Websphere Commerce Data Load using CSV \Websphere Commerce Data Load using XML

Websphere Commerce Data Load using CSV \Websphere Commerce Data Load using XML


Data can be loaded into WCS tables using data load utility. Data load utility works in the steps as mentioned below.

1.Data Reader
The data reader reads the input file, and transforms the input into a data object. Data objects are typically map objects. Eg: CSV data reader \XML Data Reader

2.Business Object Builder
The business object builder instantiates the business object and populates it from the data in the data object. Eg:The table object builder

3. Business Object Mediator
The business object mediator converts the business object into physical object. The table object mediator is always used with the table object builder. Eg: table-based mediator

4. Data Writer
The data writer writes the physical object into the database. This tutorial uses the default data writer to write the generated physical objects into the database.
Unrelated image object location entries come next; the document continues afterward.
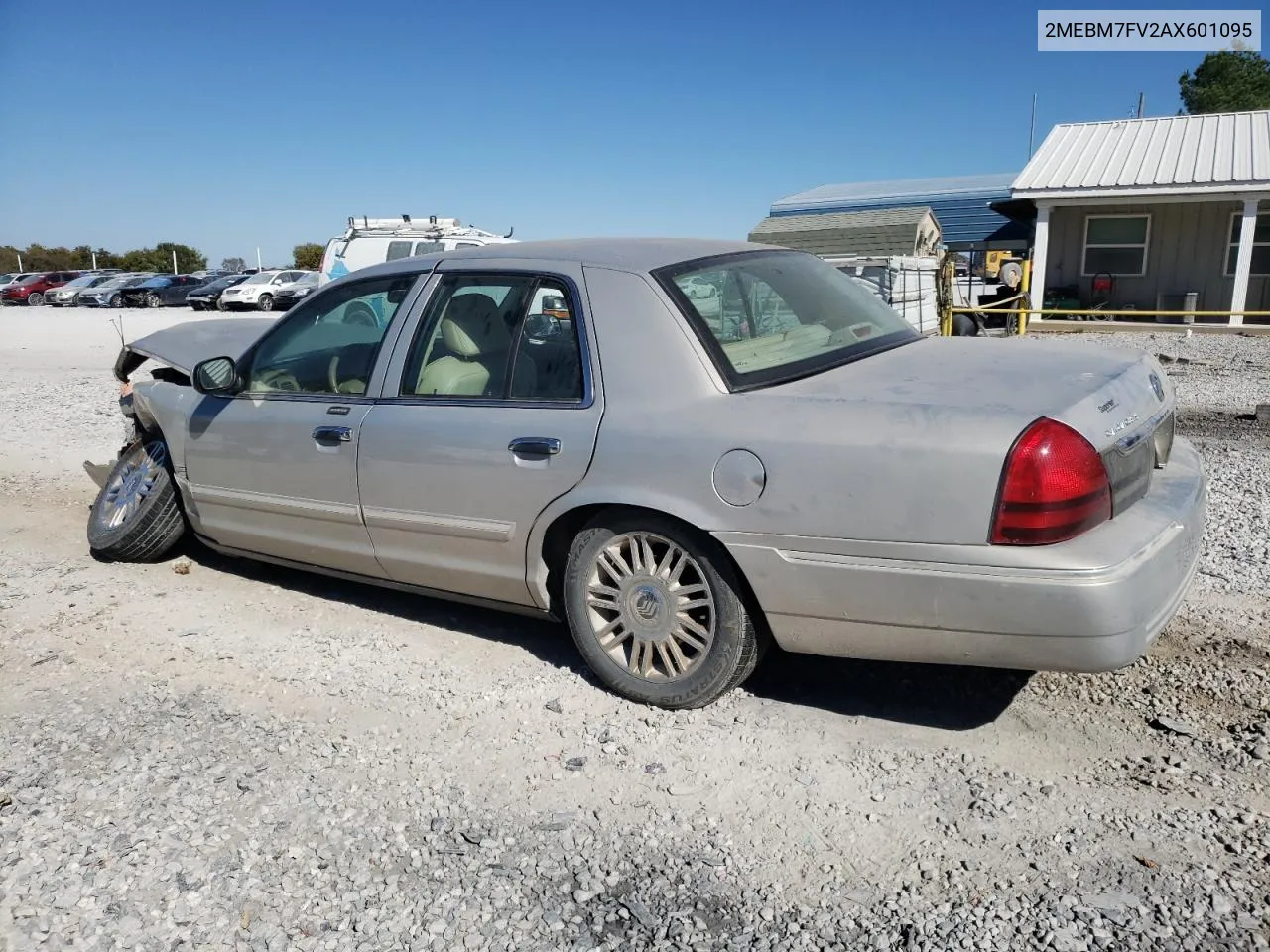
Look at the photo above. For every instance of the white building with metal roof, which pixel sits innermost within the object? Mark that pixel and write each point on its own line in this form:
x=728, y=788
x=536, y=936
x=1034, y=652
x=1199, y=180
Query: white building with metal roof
x=1148, y=209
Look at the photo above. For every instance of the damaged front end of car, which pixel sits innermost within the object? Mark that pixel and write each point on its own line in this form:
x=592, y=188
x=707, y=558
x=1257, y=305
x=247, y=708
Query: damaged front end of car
x=159, y=404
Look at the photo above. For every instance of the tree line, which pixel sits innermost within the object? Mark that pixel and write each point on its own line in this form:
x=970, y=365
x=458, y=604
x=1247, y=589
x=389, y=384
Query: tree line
x=39, y=258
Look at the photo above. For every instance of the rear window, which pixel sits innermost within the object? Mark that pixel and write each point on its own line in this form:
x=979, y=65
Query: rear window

There are three configurations files and a input source file required to complete the data loader setup. WCS supports only CSV File Reader for other input source you have to write your own Reader Class. This means that if you are using OOB CSVReader then your input file must be a CSV file. The three configuration files are listed below.


1.wc-dataload-env.xml
2.wc-dataload-loader.xml
3.wc-dataload.xml

wc-dataload-env.xml holds the environment settings such as database name,encrypted password,database type,user name,schema name.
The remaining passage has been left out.